Some, however, agree that the wireless arena is problematic. Mung Chiang, an associate professor of electrical engineering at Princeton University who studies the modeling, analysis, and design of networks, says that wireless carriers truly are dealing with unique problems of competition and network congestion, a trend that is only increasing as more types of wireless devices come on the market. Chiang believes it’s not a good idea to introduce regulations before the technology has solidified.
While Werbach agrees that wireless is different, he argues that the legislation needs to include conditions that would trigger the FCC to intervene once the market has matured.
Experts have also expressed concern that allowing carriers to offer additional services could undermine the public Internet. Gigi B. Sohn, president and cofounder of the advocacy firm Public Knowledge, said in a statement: “While there would be no pay for priority on the best efforts Internet, there are almost no limits on so-called ‘managed services,’ other than that they would need to be ‘distinguishable in purpose and scope’ from the Internet.”
Public Knowledge and other groups have expressed concern that carriers would have carte blanche to create special offerings that could exclude those on the public Internet.
Chiang says, however, that the Internet is already “a loose confederation of subnetworks,” and he believes it may be necessary to have special provisions for certain types of traffic. For example, it may be sensible to treat imaging data relating to an important surgical procedure differently from other traffic. He sees “nothing intrinsically wrong” with carriers creating special-purpose services, though he acknowledges the potential for abuse–if, for example, carriers used this as a way to ban competitors’ products.
Werbach agrees, saying, “There’s no perfect way to differentiate ahead of time. For example, I haven’t heard much concern that Comcast’s XFinity Digital Voice phone service, which has millions of subscribers, has undermined the open Internet. That’s a managed service that expressly discriminates and excludes other providers.”

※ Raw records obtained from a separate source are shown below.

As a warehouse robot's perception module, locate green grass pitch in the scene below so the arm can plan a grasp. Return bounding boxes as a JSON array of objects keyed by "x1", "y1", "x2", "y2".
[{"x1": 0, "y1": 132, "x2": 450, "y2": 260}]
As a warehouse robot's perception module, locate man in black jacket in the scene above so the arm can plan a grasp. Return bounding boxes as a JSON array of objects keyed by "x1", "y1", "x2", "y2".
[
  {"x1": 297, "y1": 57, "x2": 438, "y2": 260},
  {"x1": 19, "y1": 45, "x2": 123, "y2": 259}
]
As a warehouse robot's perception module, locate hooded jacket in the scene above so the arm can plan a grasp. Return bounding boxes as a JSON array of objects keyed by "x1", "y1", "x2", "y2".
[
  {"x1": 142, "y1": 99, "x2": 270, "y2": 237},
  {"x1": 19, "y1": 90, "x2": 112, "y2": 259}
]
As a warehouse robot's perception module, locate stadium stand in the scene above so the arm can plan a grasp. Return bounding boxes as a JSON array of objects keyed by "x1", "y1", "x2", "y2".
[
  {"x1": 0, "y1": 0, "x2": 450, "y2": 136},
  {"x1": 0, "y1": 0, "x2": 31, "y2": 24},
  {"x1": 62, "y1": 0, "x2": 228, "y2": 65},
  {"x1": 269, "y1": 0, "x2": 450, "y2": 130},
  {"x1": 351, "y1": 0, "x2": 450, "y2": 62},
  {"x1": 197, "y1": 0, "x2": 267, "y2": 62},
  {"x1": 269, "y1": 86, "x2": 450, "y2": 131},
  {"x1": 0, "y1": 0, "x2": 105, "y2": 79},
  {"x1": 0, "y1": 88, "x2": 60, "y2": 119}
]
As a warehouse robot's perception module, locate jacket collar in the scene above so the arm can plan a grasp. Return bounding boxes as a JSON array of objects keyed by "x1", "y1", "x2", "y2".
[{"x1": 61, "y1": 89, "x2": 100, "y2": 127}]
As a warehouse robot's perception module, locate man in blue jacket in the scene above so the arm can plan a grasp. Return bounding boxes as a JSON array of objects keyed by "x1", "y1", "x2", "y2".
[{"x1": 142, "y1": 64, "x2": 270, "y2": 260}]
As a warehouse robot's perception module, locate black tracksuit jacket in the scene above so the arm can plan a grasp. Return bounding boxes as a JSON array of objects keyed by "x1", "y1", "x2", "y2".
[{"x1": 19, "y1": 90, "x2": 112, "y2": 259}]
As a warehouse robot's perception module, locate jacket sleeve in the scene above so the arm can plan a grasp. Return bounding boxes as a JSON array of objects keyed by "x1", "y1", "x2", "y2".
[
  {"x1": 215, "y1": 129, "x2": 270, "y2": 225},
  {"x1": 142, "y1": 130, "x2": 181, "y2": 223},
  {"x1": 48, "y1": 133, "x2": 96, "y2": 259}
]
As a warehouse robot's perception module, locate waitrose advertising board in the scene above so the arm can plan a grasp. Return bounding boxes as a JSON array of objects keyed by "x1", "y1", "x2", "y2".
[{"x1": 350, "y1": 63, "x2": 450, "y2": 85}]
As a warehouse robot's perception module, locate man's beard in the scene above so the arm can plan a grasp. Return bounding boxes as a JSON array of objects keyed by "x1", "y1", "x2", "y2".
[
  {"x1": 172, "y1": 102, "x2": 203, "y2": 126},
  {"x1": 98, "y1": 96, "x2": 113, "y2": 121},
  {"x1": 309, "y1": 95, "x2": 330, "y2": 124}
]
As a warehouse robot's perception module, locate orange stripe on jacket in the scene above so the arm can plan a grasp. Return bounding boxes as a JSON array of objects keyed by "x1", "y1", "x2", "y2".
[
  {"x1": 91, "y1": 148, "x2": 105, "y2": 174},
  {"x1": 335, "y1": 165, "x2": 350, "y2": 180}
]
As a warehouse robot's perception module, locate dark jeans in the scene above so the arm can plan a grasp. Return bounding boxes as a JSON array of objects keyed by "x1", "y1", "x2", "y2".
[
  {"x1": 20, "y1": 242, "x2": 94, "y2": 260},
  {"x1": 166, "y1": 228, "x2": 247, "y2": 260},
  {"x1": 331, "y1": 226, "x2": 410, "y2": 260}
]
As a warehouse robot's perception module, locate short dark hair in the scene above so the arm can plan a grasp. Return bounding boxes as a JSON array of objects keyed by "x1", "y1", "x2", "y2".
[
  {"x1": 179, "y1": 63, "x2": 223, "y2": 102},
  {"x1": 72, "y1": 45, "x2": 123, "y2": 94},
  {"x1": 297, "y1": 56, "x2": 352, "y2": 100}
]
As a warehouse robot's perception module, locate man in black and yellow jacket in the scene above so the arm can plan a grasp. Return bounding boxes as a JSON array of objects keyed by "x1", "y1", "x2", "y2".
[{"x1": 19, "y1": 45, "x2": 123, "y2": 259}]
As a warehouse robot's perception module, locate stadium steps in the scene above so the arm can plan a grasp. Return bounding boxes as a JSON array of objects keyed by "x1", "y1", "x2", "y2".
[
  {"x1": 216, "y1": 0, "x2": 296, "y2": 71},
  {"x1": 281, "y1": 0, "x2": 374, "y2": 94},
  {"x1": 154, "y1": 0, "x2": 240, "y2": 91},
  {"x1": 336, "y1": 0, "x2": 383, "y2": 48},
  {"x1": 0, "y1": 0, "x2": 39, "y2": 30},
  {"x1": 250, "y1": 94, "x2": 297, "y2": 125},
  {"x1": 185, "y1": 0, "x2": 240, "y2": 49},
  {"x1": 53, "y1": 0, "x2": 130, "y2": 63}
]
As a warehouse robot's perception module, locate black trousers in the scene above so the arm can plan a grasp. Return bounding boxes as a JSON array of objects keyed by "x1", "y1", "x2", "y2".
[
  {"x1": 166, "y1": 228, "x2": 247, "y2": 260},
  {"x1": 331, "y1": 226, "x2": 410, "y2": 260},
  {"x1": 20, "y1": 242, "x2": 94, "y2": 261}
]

Provided these loopholes are monitored, some see the Google-Verizon proposal as a positive move. “While most of the reaction has focused on Google,” Werbach says, “the fact that Verizon accepted enforceable nondiscrimination obligations is a major step in the right direction. Those who argue that broadband providers won’t invest without freedom to discriminate will have a much harder time making that case after this proposal.”